Running the gauntlet in Sri Lanka’s war zone

capt.photo_1234923016505-1-0 Shopkeeper Subramaniam Sudaharan says he is lucky to be alive after his two teenage sons were shot dead as the family fled Sri Lanka’s increasingly brutal war zone.

 

What was left of the devastated family — he, his wife and a younger boy — were among 440 war-wounded evacuated from the conflict area to the nearby port of Trincomalee, leaving behind 100,000 people to run the gauntlet to safety.

 

"We came under fire. My two boys aged 14 and 16 were killed. Our younger son and my wife were also hit," Sudaharan told reporters at Trincomalee as he walked off a Red Cross ferry and into a government hospital.

"I suffered minor injuries. We are lucky to be able to get out."

 

He accused the Tamil Tiger rebels, saying they were using civilians as cover to launch attacks against government forces, a charge also repeatedly made by the military, international aid agencies and the United Nations.

 

The International Committee of the Red Cross (ICRC) says a humanitarian catastrophe is unfolding in the northern region, where the military says it has slowed an offensive to crush the rebels out of concern for civilians.

 

The battle-scarred area is running out of medicine, food and other essentials, according to the ICRC.

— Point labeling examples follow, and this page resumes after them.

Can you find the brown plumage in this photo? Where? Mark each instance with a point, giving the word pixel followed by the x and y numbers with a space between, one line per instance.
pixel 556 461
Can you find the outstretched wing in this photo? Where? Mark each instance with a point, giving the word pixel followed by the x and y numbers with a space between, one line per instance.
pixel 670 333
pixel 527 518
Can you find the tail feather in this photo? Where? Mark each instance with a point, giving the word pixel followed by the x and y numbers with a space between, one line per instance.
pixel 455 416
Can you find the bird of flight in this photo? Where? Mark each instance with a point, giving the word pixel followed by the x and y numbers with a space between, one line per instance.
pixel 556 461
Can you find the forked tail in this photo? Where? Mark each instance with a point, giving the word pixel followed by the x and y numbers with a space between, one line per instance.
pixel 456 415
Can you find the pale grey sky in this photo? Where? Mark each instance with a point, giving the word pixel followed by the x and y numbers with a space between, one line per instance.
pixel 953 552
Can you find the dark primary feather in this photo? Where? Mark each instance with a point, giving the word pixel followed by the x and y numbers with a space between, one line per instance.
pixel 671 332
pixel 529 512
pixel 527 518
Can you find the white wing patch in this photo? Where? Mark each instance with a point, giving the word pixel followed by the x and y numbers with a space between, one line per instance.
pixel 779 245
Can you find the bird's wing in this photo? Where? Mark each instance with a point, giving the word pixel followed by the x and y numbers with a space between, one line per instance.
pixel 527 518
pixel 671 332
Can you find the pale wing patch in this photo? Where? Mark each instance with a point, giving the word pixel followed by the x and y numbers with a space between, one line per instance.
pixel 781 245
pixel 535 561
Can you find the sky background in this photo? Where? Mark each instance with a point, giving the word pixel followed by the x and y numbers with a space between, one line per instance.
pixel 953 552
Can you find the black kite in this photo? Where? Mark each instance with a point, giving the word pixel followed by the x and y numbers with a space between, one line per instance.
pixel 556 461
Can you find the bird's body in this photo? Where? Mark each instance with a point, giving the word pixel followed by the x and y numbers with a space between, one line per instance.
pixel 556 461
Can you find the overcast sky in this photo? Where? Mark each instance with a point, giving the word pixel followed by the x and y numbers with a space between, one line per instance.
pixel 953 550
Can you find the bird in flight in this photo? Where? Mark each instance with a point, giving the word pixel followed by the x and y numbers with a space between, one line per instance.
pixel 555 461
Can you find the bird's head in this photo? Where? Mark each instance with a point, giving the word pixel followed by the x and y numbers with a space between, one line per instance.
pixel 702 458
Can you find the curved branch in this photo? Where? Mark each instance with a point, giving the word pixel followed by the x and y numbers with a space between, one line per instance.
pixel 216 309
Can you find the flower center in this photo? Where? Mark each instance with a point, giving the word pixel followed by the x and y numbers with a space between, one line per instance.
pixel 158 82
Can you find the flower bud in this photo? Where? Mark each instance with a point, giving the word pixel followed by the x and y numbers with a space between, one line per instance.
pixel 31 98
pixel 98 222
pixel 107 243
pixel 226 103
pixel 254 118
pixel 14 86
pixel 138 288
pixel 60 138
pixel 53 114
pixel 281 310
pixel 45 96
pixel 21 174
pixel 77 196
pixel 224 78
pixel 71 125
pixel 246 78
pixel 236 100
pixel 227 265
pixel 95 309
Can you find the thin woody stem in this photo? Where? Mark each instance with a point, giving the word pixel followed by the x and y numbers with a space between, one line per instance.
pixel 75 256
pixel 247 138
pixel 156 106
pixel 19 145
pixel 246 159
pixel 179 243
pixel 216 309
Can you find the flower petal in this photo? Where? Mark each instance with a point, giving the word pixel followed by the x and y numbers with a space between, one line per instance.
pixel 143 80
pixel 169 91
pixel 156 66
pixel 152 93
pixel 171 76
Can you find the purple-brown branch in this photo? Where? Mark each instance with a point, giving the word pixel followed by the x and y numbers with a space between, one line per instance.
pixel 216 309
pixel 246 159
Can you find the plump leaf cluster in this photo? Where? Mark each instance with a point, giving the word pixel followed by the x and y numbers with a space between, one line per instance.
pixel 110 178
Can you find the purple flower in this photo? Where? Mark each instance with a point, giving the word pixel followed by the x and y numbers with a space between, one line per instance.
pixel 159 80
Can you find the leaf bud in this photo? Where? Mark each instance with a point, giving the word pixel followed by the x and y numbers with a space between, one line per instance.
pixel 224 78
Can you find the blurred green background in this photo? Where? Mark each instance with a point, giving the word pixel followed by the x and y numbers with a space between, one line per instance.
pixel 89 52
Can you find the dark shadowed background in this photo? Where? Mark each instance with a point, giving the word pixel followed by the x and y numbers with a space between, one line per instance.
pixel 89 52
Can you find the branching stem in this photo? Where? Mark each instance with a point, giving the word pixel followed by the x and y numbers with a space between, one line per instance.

However, the war is conducted with hardly any independent witnesses because the government has severely restricted reporting from the troubled area with diplomats, rights activists, relief workers and independent journalists barred.

 

However, reporters were allowed limited access to the wounded disgorged from the Red Cross ferry on Monday evening, although television crews were later banned from filming the victims.

 

The Tigers, who are fighting for an independent Tamil homeland, insist that the civilians are happy to be with them, but those who made the hazardous journey to cross the front lines have a different story.

 

Krishnapulle Ganesh, 63, said he was in a group of civilians who trekked through a jungle to escape Tiger territory, but they were attacked by guerrillas who pushed them back.

 

"About 10 or 15 people died when the Tigers opened fire at us last week," he said while holding his bandaged right hand, which had taken several gun shots.

 

"We don’t want war. Our children have been killed. We don’t have any houses left. By the time the Tigers get a separate state, there won’t be any people."

 

The ferry-load of injured civilians was taken to the main hospital here, which the Tigers once wanted as the capital of their separate state. Trincomalee is 260 kilometres (160 miles) northeast of Colombo.

But the Tigers appear to have completely lost their conventional fighting capability after two years of intense operations by government forces.

 

Mary Joseph, an elderly heart patient, said her son was shot and wounded when they tried to escape from a rebel-held area of Mullaittivu district last week.

 

"Our family members are still in Mullaittivu," she said. "I feel sad when I think of them. Tigers won’t allow them to get out."

 

K. Nadarajah, 68, tried to flee earlier in February but was shot and wounded. "Families have been separated. I don’t know where the rest of my family is. I was evacuated because I was wounded," he said.

Another apparent victim of the rebels, Shanmugam Sunderam, 51, had been moving from one village to another as the Tigers retreated in the face of a major military offensive launched early this year.

 

"A group of about 1,000 of us tried to cross the front line, but we came under shell attacks. We were also fired at and I was hit in my arm and leg," Shanmugam said. "All we want is to be left alone."